Libra - Don Delillo [59]
“But imagine forbidding him airtime.”
“I’ll try to get worked up about it. Give me ten minutes.”
“I know the signs, old boy.”
“What signs?”
“When you sweep through the house guzzling gin. I know exactly what it means. Nostalgic for Guatemala.”
Some people thought Beryl had money. It was one of the false impressions that collected around her. What she actually had was a small picture-framing shop on Wisconsin Avenue, strictly a marginal income—lithographs, photographs, framing. Other people thought she was creative. One of the softer arts, quilt-making, water colors. She had a look and manner people took to be unconventional in a certain way, a kind of reclusiveness in a crowd. She wore soft clothes. She draped herself in casual layers, a smallish woman half buried in pastels. There was always the idea she was in quiet retirement from some fear or pain. She bought factory-outlet moccasins, never wore jewelry, kept snapshots of her mother in favorite books. People thought she was a canned-soup heiress who painted seascapes with birds. She ate soft food, spoke softly, with a slight huskiness, a sexiness. She was very sexy, at forty-seven. There was still that smoky little thing about her. The sexy swaying walk, the dark voice. She had a dry way of delivering friendly insults directly into people’s chests. She walked softly swaying into a room and you could sense anticipation in the group. They began preparing their laughter before she said a word.
It was seen as a mark of the Parmenters’ sophistication that she raked the Agency in mixed company while Larry looked on grinning.
Not that she didn’t mean what she said.
“No. I am not making fun. I admire what you did in Guatemala. If not politically, then in other ways. It was practically bloodless. I certainly admire that.”
“It was a textbook operation.”
“Of course there would have been no need for an operation if the Guatemalans hadn’t taken back all that land belonging to United Fruit. ”
“Is that what happened? Oh.”
“I love the way you say textbook operation.”

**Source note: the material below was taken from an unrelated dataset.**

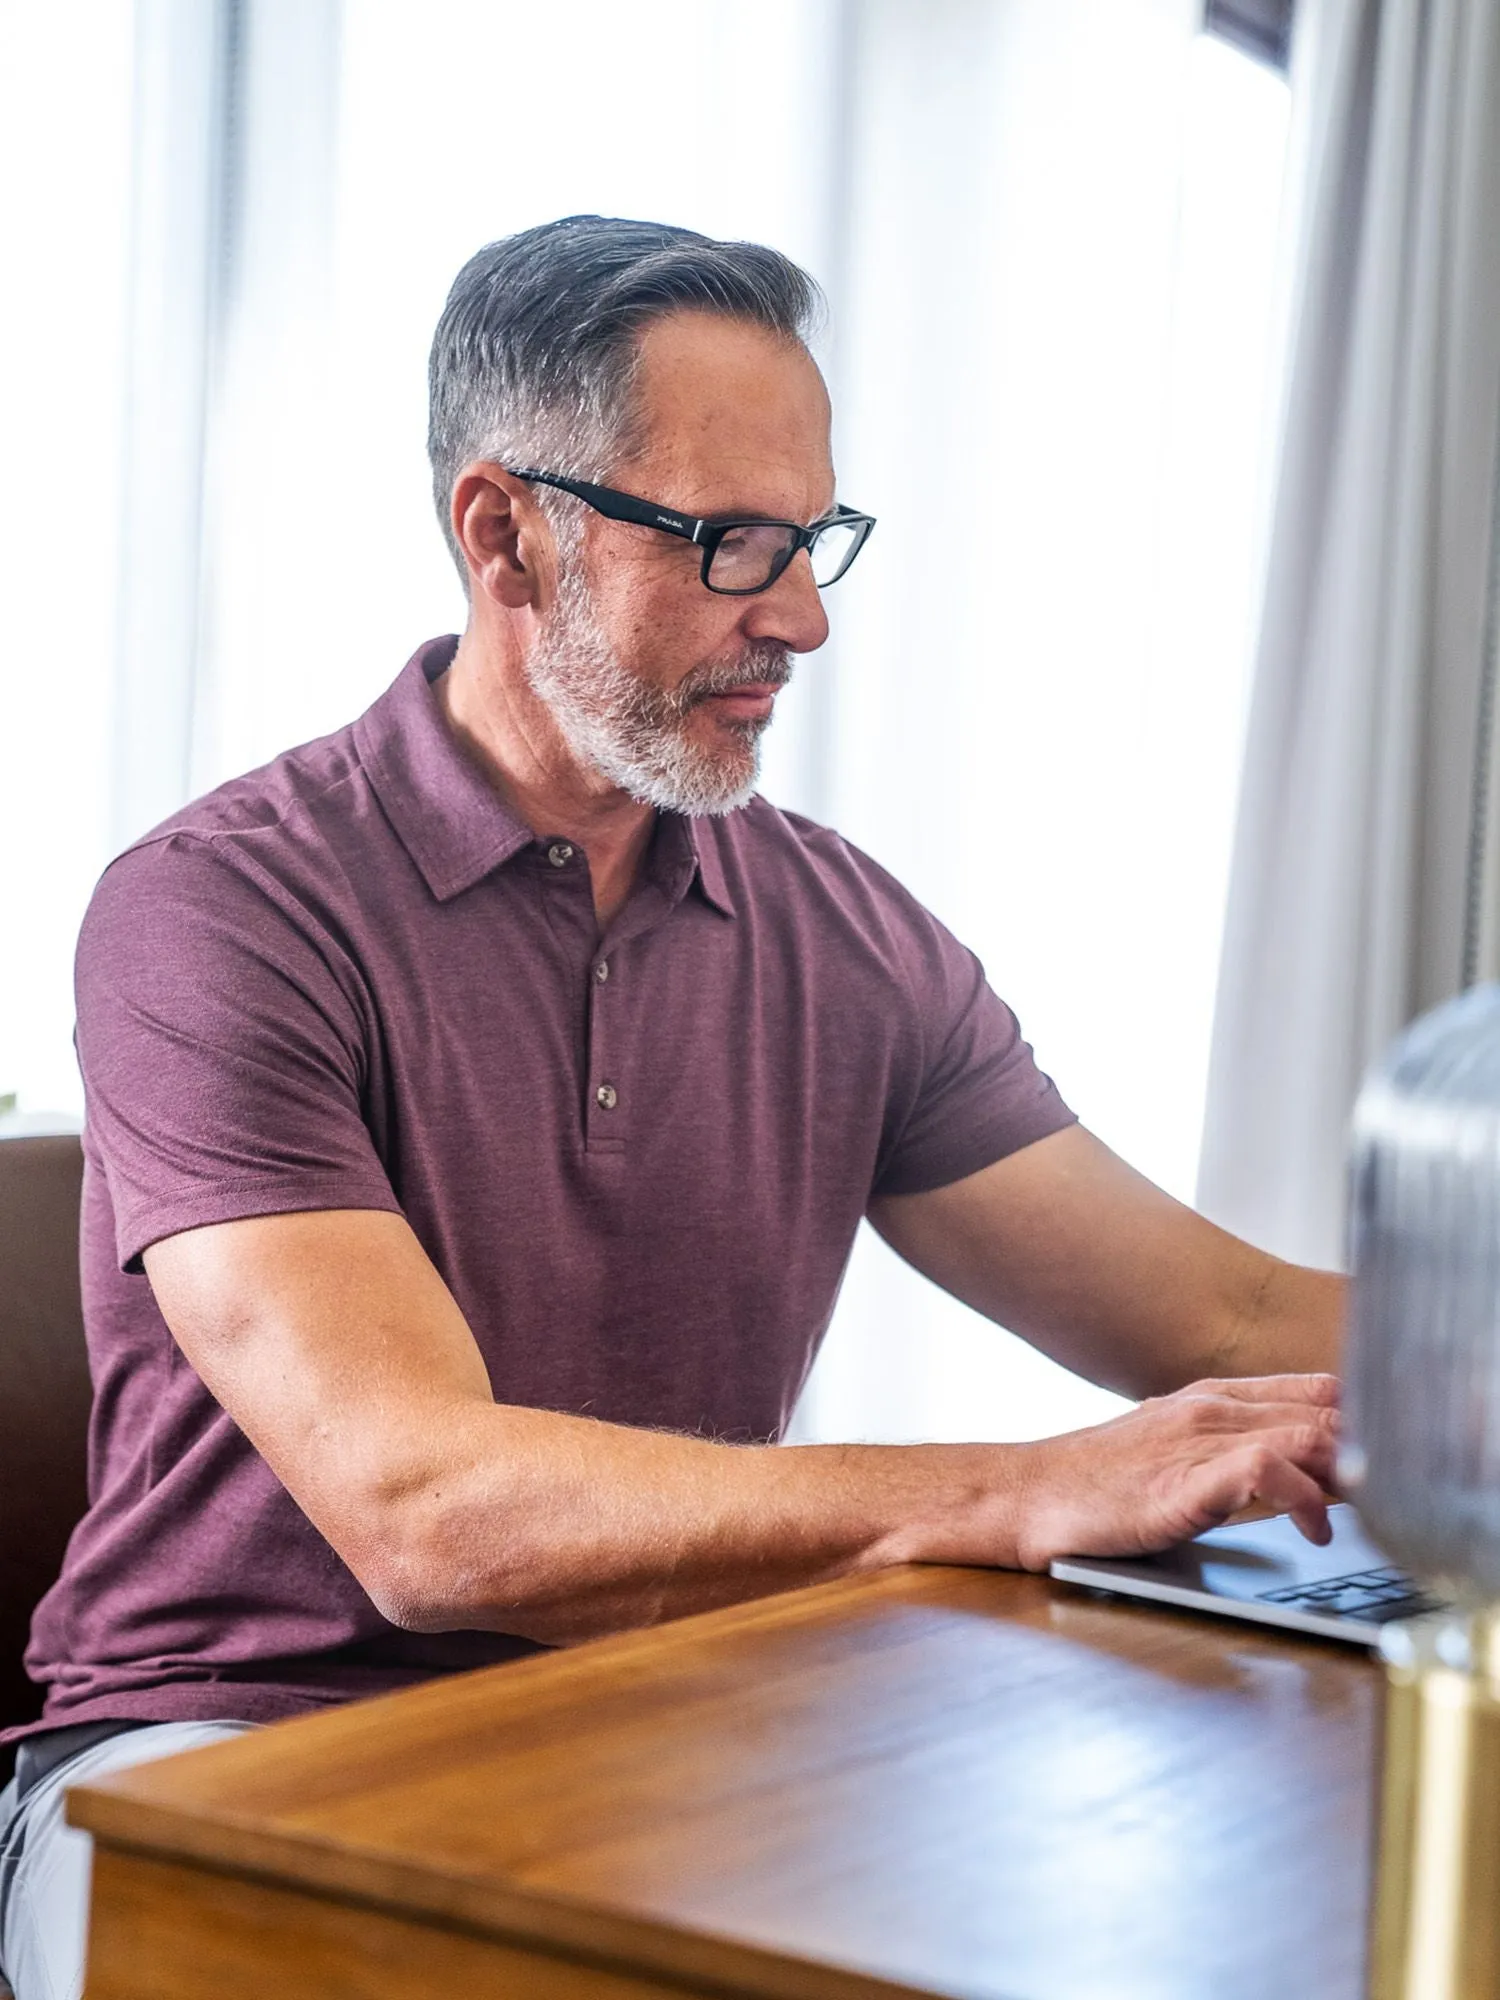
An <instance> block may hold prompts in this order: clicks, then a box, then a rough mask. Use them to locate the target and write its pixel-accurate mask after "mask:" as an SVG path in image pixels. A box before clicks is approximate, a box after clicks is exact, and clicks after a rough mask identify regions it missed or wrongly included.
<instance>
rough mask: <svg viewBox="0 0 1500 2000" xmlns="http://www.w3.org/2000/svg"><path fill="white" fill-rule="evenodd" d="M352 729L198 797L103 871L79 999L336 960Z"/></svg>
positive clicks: (351, 753) (303, 745) (80, 955)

Yes. It was also the peak experience of Larry’s career, centering on a radio station supposedly run by rebels from a jungle outpost in Guatemala. The broadcasts actually originated in a barn in Honduras and the messages were designed to put pressure on the leftist government and arouse anxiety in the people. Rumors, false battle reports, meaningless codes, inflammatory speeches, orders to non-existent rebels. It was like a class project in the structure of reality. Parmenter wrote some of the broadcasts himself, going for vivid imagery, fields of rotting bodies, fighter pilots defecting with their planes. A real pilot tossed dynamite sticks out the window of his Cessna. A real bomb fell on a parade ground, sending up smoke in an ominous column. The government fell nine days after an invasion force of five thousand troops was said to be advancing on the capital. The force materialized then, several trucks and a crowded station wagon, about a hundred and fifty ragged recruits.

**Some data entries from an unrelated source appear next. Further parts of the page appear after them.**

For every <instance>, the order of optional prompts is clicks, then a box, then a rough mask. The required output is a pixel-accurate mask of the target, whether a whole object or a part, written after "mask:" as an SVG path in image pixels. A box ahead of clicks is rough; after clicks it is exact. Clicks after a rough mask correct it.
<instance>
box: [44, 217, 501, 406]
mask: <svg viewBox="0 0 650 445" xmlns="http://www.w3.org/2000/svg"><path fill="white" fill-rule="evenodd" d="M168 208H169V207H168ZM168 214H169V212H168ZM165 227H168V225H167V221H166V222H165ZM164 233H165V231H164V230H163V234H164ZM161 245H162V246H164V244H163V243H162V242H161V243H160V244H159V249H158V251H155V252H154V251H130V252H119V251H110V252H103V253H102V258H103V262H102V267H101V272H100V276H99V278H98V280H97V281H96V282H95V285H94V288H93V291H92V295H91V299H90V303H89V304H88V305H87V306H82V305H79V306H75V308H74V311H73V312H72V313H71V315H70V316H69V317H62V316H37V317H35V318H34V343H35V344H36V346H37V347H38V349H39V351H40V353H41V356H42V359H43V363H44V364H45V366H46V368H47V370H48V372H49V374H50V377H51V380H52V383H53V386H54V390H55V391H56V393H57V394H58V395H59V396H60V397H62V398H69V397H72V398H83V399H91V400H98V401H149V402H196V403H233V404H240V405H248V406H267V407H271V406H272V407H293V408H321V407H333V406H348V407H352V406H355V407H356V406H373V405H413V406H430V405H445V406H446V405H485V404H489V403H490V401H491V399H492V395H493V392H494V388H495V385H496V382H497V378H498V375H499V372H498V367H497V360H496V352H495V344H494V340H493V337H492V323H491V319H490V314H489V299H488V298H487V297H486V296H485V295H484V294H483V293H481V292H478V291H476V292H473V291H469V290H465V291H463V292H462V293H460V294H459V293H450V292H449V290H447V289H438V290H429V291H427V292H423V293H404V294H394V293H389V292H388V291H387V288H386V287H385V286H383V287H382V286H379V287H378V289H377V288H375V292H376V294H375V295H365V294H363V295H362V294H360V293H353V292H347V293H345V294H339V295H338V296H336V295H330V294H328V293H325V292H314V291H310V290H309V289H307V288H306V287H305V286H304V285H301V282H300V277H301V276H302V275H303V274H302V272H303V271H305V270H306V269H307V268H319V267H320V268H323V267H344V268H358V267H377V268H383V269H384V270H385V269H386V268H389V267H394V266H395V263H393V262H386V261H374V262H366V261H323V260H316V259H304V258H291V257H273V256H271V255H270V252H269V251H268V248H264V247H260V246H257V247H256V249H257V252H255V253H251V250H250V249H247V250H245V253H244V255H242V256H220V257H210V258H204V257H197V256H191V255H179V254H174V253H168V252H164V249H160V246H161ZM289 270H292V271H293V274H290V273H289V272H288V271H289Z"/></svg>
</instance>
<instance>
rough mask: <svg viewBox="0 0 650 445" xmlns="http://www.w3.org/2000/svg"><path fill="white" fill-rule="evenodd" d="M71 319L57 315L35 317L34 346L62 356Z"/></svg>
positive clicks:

That was nine years ago. Larry became involved in proprietaries for a time, legally incorporated businesses actually financed and controlled by CIA. When the Agency wanted to do something interesting in Kurdistan or Yemen, it filed for incorporation in Delaware. It was during this period that he came into contact with a number of Agency assets who had important holdings in sensitive parts of the hemisphere. A man from United Fruit, a man from the Cuban-Venezuelan Oil Trust (it was George de Mohrenschildt as a matter of fact). Merchant banks, sugar companies, arms dealers. A curious convergence of motives and holdings. Hotel interests here, gambling interests there. Men with vivid histories, sometimes including prison. He saw there was a natural kinship between business and intelligence work. And he realized that the companies he was helping set up as cover for Agency operations held potential for legitimate profits—and beyond that, for enormous personal gain.